Health

In Oregon, Alcohol Conflict Brews Again

Alcohol skeptics are backing the Oregon Health Authority amid industry attacks.

A pint of beer. (Michael Raines)

Skeptics of Oregon’s beer and wine industry are jousting with its boosters in the latest effort to influence how health officials characterize and manage the perils of alcohol.

The latest dust-up began, as the Portland Business Journal reported last week, with a June letter from a collection of alcohol industry trade groups to the Oregon Health Authority, critiquing the agency’s messaging on alcohol.

OHA had published an ad comparing alcohol to asbestos and tobacco, which the alcohol trade groups said omitted important context. (“Group 1″ carcinogens also include substances with better PR, like processed meat.) The alcohol trade groups, which included the Oregon Wine Council and the Oregon Beer & Wine Distributors Association, argued OHA had implied an equivalence of danger between the substances that the underlying science does not support.

In a response letter early this month, OHA defended the accuracy of its work and noted that excessive alcohol use kills more than 3,000 Oregonians per year, making it one of the state’s leading causes of preventable death.

Then, on Wednesday, a third letter arrived—this one from alcohol critics seeking to ballast support for OHA’s line. “Public health agencies have an obligation to communicate established cancer risks to the public, particularly given persistent evidence that most Americans remain unaware of the connection between alcohol and cancer,” said the letter from the Oregon Alcohol Policy Alliance, addressed to interim OHA director Fariborz Pakseresht.

The latest debate seems to be animated in part by alcohol industry defensiveness amid a broad retreat in U.S. drinking culture, but the basic contours of the dispute run deeper. All three letters explicitly mentioned a 2024 dispute, when alcohol industry groups objected to an OHA advertisement that vilified wine. In its more recent missive, the industry collective cited a contentious 2021 ECOnorthwest study, which found that taxing alcohol more would lead to only a modest reduction in its consumption.

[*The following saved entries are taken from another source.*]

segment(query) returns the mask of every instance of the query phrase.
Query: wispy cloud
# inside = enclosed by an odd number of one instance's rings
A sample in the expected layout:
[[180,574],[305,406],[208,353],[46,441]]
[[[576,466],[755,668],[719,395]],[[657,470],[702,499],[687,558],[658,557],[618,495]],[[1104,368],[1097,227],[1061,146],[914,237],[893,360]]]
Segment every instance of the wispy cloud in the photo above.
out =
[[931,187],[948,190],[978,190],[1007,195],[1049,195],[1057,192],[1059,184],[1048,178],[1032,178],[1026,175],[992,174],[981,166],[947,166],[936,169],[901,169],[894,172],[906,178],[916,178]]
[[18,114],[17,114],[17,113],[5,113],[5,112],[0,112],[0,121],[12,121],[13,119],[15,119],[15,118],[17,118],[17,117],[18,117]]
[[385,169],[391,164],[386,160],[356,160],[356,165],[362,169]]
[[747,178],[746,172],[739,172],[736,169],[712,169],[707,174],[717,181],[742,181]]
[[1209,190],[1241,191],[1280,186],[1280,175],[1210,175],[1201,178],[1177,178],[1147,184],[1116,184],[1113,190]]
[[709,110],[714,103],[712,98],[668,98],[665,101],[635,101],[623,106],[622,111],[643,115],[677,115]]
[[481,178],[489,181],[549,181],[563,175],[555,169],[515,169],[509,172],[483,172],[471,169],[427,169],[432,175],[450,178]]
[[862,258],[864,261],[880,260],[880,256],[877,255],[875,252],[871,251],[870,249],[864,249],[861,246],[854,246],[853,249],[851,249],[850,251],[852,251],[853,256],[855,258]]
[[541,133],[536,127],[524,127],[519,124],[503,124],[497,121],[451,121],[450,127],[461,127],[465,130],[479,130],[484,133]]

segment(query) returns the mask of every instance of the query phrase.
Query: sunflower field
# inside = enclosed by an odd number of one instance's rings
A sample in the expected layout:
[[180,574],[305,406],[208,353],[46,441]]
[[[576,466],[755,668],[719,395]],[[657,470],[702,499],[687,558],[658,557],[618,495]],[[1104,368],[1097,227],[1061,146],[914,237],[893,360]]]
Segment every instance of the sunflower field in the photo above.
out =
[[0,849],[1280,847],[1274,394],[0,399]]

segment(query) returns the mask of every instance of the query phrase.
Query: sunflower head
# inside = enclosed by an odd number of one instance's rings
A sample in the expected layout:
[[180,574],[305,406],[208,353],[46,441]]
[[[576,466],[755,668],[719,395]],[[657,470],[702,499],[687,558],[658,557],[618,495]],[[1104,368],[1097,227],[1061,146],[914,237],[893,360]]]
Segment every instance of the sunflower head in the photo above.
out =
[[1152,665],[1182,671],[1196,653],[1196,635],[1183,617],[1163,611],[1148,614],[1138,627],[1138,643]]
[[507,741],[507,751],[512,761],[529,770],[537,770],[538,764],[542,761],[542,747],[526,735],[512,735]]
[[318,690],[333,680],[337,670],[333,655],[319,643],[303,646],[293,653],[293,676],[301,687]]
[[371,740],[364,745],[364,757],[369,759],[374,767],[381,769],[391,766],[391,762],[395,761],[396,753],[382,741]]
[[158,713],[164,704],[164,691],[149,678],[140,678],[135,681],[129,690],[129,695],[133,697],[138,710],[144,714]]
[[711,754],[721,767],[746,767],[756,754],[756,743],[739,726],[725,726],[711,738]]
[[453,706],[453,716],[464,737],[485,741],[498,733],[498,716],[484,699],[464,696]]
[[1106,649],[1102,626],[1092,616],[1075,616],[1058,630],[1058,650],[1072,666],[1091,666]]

The core upshot of this study, however, continues to be litigated. The Oregon Alcohol Policy Alliance’s letter cites past WW’s reporting that experts, including from the U.S. Centers for Disease Control and Prevention, felt the study relied on flawed research that was tainted by alcohol industry funding. OHA, for its part, said in its letter this month that the study’s findings support using pricing as a public health tool among others to manage alcohol’s harms.

Still, all factions ultimately agreed on one thing: Public health agencies should follow objective science where it leads. “Reasonable people can disagree about public policy,” the alcohol trade groups’ letter said. “What should not be controversial is expecting state agencies to present complete, balanced, and objective information.”

Andrew Schwartz

Andrew Schwartz writes about health care. He's spent years reporting on political and spiritual movements, most recently covering religion and immigration for the Chattanooga Times Free Press, and before this as a freelancer covering labor and public policy for various magazines. He began his career at the Walla Walla Union-Bulletin.